大震災後の火山防災対策

特集:東日本大震災から10年-防災対策は何が変わったか?

 東京大学名誉教授 藤井敏嗣
2021年3月1日

 大震災を契機に火山防災分野で変化したものとして、原子力発電所の設置と再開に関する火山噴火対策のガイドライン作成がある。火山国でありながら、火山噴火に対するガイドラインは初めてで、福島第一原発事故を受けて、原子力発電所の自然災害対策の不備を補うものとして作成された。しかし、このガイドラインは火山噴火がモニタリングによって予知できるという前提で作成されたことから、多くの火山研究者の批判を浴びた。この批判を受けて、規制庁は産総研を通じてカルデラ噴火の研究に多額の予算を投入したことから、不明な点の多かった日本各地のカルデラの研究が進んだが、噴火の予知につながるような成果には至っていない。
 大震災以降の火山防災分野での大きな変化は、2014年の御嶽山噴火がきっかけであった。中央防災会議のワーキンググループの提言を受けてさまざまな対策が行われたが、その中心は活動火山対策特別措置法(活火山)の改正である。改正活火山法では、国が常時観測火山周辺の自治体を火山災害警戒地域に指定し、各火山に火山防災協議会の設置を義務付けた。必須構成員の中に火山専門家を含めることになり、火山防災協議会としてハザードマップの制定、噴火警戒レベルの内容検討、避難計画の策定などを行うことになった。
 また、内閣府には火山防災対策会議が設置され、御嶽山噴火後の火山防災対策のフォローアップを行うと共に一元的な火山防災対策の実現を模索している。
 御嶽山噴火を受けて、文部科学省は、次世代火山研究・人材育成プロジェクトを10年計画で推進することになり、水蒸気噴火が卓越する火山に特有の地下構造が明らかになるなど着実に成果をあげつつある。
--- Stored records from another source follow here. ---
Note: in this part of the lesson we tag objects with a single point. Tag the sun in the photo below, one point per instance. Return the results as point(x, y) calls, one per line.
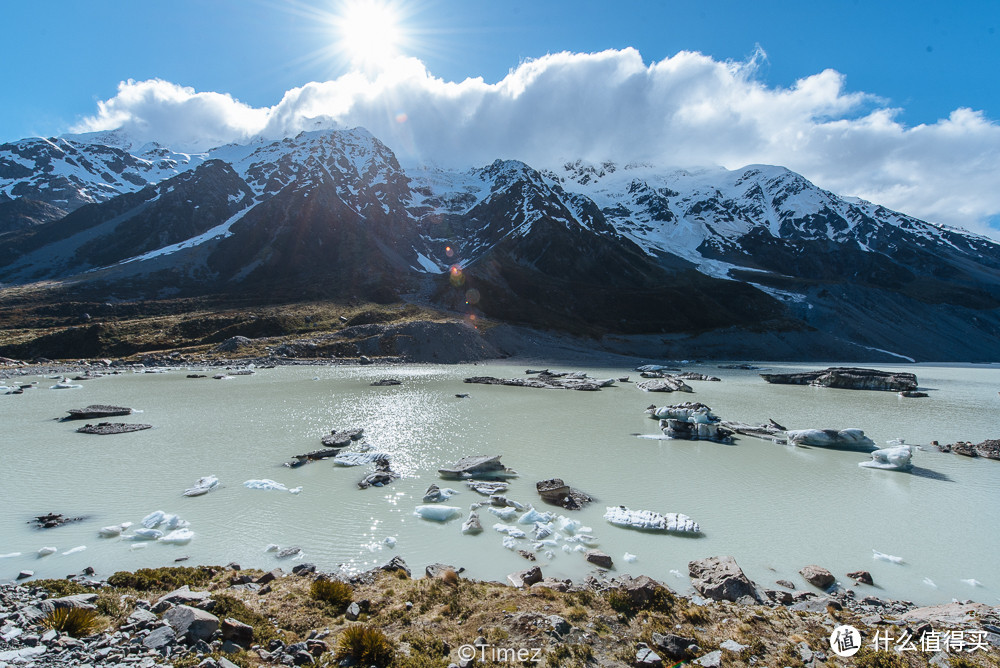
point(369, 32)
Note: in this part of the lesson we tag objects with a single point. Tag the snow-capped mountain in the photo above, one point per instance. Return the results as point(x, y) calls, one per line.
point(605, 247)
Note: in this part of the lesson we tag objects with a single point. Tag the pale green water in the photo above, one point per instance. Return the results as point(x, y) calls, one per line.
point(774, 508)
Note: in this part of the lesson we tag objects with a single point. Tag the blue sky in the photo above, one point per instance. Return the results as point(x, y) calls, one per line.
point(858, 130)
point(927, 58)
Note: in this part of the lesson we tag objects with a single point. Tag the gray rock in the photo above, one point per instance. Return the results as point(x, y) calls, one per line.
point(710, 660)
point(817, 576)
point(237, 632)
point(191, 624)
point(721, 579)
point(647, 658)
point(674, 646)
point(817, 604)
point(159, 639)
point(599, 558)
point(526, 577)
point(559, 625)
point(437, 570)
point(184, 596)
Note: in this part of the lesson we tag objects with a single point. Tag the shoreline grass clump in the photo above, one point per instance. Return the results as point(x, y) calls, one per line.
point(77, 622)
point(334, 593)
point(366, 646)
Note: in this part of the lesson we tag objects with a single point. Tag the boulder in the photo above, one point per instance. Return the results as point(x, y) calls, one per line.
point(237, 632)
point(817, 576)
point(848, 378)
point(599, 559)
point(160, 639)
point(845, 439)
point(526, 578)
point(558, 493)
point(487, 466)
point(96, 412)
point(191, 624)
point(396, 564)
point(438, 570)
point(861, 577)
point(184, 596)
point(674, 646)
point(721, 579)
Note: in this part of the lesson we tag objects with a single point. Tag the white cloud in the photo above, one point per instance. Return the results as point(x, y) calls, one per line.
point(687, 110)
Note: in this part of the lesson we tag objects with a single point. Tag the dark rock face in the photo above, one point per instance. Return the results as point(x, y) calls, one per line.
point(847, 378)
point(96, 411)
point(107, 428)
point(817, 576)
point(721, 579)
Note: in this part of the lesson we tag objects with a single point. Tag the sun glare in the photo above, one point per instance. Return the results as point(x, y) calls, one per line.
point(369, 32)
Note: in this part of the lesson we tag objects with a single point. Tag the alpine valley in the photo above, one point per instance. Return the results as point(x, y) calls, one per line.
point(752, 263)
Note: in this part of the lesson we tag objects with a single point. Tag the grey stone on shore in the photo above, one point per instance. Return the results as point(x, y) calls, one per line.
point(526, 578)
point(817, 576)
point(191, 624)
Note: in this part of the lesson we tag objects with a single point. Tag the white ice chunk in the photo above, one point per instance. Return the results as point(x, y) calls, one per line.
point(178, 537)
point(651, 521)
point(881, 556)
point(145, 534)
point(506, 514)
point(533, 516)
point(265, 483)
point(897, 458)
point(437, 513)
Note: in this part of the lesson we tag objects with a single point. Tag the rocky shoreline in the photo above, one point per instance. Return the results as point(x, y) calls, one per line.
point(221, 617)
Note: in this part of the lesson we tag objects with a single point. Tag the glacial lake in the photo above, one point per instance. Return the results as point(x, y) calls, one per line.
point(774, 508)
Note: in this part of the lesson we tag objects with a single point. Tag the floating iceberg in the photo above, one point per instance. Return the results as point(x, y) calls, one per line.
point(881, 556)
point(265, 483)
point(651, 521)
point(203, 486)
point(845, 439)
point(360, 458)
point(533, 516)
point(145, 534)
point(472, 525)
point(897, 458)
point(437, 513)
point(178, 537)
point(114, 530)
point(506, 514)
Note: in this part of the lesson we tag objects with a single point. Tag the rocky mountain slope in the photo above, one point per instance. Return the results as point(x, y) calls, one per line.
point(592, 249)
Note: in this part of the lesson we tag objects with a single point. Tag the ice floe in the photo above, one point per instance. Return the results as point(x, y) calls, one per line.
point(881, 556)
point(437, 513)
point(650, 521)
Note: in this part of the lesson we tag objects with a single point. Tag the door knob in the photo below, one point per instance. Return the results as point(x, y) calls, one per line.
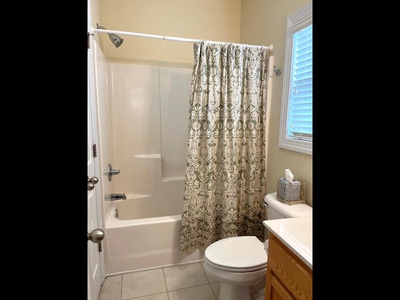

また、本プロジェクトでは、全国の地球科学関連の大学院と一部の自治体がコンソーシアムを形成し、全国連携で火山人材の育成を行っている。現在までのコース修了者のかなりの部分が、火山分野を含む地球科学関連の職に就いたが、大学の教員定員の削減を受けて火山関連の研究者ポストは増加していないことから、養成した人材の火山専門家としての活躍に関して課題は残る。
 気象庁では火山情報伝達の仕組みが大きく変更になった。新たに噴火速報が制定されたほか、噴火警戒レベルの引き上げ基準の精査と公開などが決まり、今年度中には噴火警戒レベルを運用中のすべての火山でレベル引き上げ基準の公表が行われる予定である。また、火山関連職員の大幅定員増が行われたが、火山専門家を採用しない方針は変わらず、諸外国の火山監視機関とは大きく異なったままである。
 このように、大震災以降、火山防災対策でも進展がみられた。しかし、わが国の最近の噴火は無人島である西之島の噴火を除くと、死傷者が発生した御嶽山噴火を含めごく小規模なものがほとんどで、居住地に被害をもたらす噴火は2000年の有珠山や三宅島での噴火以降の20年間、ほとんど発生していない。このため火山専門家ポストが増加しないことに加え、住民避難を伴う火山災害の場を経験したことのある火山専門家は減少していることから、今後予想される大規模噴火災害に際して行政に適切な助言を与えることができるかどうかが大きな課題である。